Saturday, October 15, 2022

Serbia September 2022

Sitting next to us on the flight to Serbia was a gentleman who lives in Belgrade. Being late when we landed and not having any accommodations planned, he offered to take us to a hotel and make sure we got a nice room. 

Of course, we took Alek up on his offer. He took us to the Zepter Hotel in the city center of Belgrade. This unique boutique hotel was perfect. Each room had a unique design, ours was a large city apartment.
Our plan for the next day was to rent a car and drive the hour to Novi Sad, the second-largest city in Serbia. Alek refused to let us do that and insisted on taking us on a personal tour of Novi Sad. He asked us to be ready by ten the next morning.
Alek first took us to a small monastery about halfway between Belgrade and Novi Sad. This monastery has a huge historical significance to the Serbian people, but after traveling for 36 hours I did not absorb all of what Alek was telling us, and I would not do justice trying to explain what I think I learned.
From the monastery, we stopped by a small village called Sremski Karlovic. This small village hosts the first public school in Serbia, built in the 1700s. The school still operates today.
This area is well known for its wine-making. We took a quick tour of a local winery.
The last stop before reaching Novi Sad was the Fortress, built on the south bank of the Danube River. The location gives a huge strategic advantage as the Danube is narrow. This allows control of shipping from Europe to the Baltic Sea.
The Fortress is known for the drunken clock. There are two reasons the clock is called the drunken clock. The hands are reversed, the minute hand is the shorthand and the hour hand in the long hand. The second reason is the mechanics of the clock are metal. When the temperature is extremely hot or cold, the clock will randomly get off time. Thus, the drunken clock.
Now it was off to Novi Sad. Only 100 kilometers from Belgrade, it has an entirely different feel.
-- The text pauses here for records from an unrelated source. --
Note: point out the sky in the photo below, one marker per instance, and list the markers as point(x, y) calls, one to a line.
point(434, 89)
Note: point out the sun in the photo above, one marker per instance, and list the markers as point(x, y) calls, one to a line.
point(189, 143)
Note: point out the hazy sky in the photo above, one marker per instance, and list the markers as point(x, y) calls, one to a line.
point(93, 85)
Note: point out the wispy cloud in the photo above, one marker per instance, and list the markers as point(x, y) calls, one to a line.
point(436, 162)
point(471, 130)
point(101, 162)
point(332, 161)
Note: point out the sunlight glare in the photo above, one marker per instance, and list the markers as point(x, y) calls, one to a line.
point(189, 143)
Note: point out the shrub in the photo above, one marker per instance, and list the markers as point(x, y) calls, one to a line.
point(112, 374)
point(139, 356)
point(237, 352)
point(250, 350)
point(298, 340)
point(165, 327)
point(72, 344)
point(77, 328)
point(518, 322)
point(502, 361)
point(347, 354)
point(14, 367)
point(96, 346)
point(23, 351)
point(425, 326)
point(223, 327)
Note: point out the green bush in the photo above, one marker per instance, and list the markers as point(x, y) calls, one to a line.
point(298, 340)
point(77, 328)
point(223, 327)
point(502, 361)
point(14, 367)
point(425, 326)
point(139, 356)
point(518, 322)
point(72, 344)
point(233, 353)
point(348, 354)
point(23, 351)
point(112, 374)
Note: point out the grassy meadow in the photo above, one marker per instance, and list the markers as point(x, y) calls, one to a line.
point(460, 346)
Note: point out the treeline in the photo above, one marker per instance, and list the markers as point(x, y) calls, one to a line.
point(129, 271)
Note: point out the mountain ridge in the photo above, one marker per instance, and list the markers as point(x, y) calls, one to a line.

After a nice lunch, Alek offers to buy me ice cream. I am getting the feeling Alek is my brother from a different mother.
Our first stop after the ice cream was the synagogue in Novi Sad. During World War Two this synagogue was used by the Nazis as a staging area to hold the Serbian Jewish people before shipping them off to the death camps.
After visiting the synagogue, we walked back to the main square, which at one end is dominated by the Cathedral. At the other end is the government building.
Novi Sad was worth the visit to see the difference between Novi Sad and Belgrade.

On our way back, Alek dropped us at a bike shop to pick up some bikes for the tour scheduled for the next day.
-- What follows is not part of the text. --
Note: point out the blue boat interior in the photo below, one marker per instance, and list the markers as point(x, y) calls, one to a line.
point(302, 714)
We said our goodbyes and thanked Alek for a great day.

Today is our second full day in Serbia and our last. We will spend the day in Belgrade.
We hired a guide and rented bikes. This was big screw-up. Our guide, Toby also gives nightlife tours. The nightlife tour is a tour where you visit seven clubs from midnight until 4:00AM. At each club, you do a shot, drink, or beer. To say the least, our guide was a bit hung-over. Lesson learned, do not hire a guide for an early morning bike tour that also gives nightlife tours.
We made the best of it, after about ten kilometers, we got Toby a drink (the hair of the dog) and sent him home. We continued on our own. Riding to Ada. Ada is a man made lake/island along the Sava River. They say the beach resembles the French Rivera… NOT!!!

We took a quick dip in the lake and then explored the island. It is an oasis in Belgrade, giving the citizens a place to swim and enjoy other sporting activities. Away from the hustle and bustle of the city, They even have a golf course.

Once back in Belgrade, we returned the bikes, had lunch, and met our new guide for a walking tour of the City Center.
Luckily our guide for the walking tour was not hung over. Here are the highlights of what we saw.

Republic square 
Knez Mihajlova street
Bohemian quarter
Green Market
Silicon Valley
Kalemegdan park
Belgrade Fortress
Oldest Kafana
Oldest Orthodox Church

Unlike Novi Sad, Belgrade has an eclectic collection of buildings. The architecture is influenced by who controlled the area at the time the particular building was built.
One interesting observation is no one mentions the Bosnian-Serbia war. If ask, they refer to “The Conflict” and then change the subject.
Yesterday we learned Alek was a soldier in the Serbian Army during “The Conflict”.

It was a long day, but we saw a lot. Tomorrow mid-afternoon, we leave for Romania.
Today before heading to the airport, we walked the mile to Sava Church. Sava Church is the largest Orthodox Church in the world. Able to hold over 10,000 people.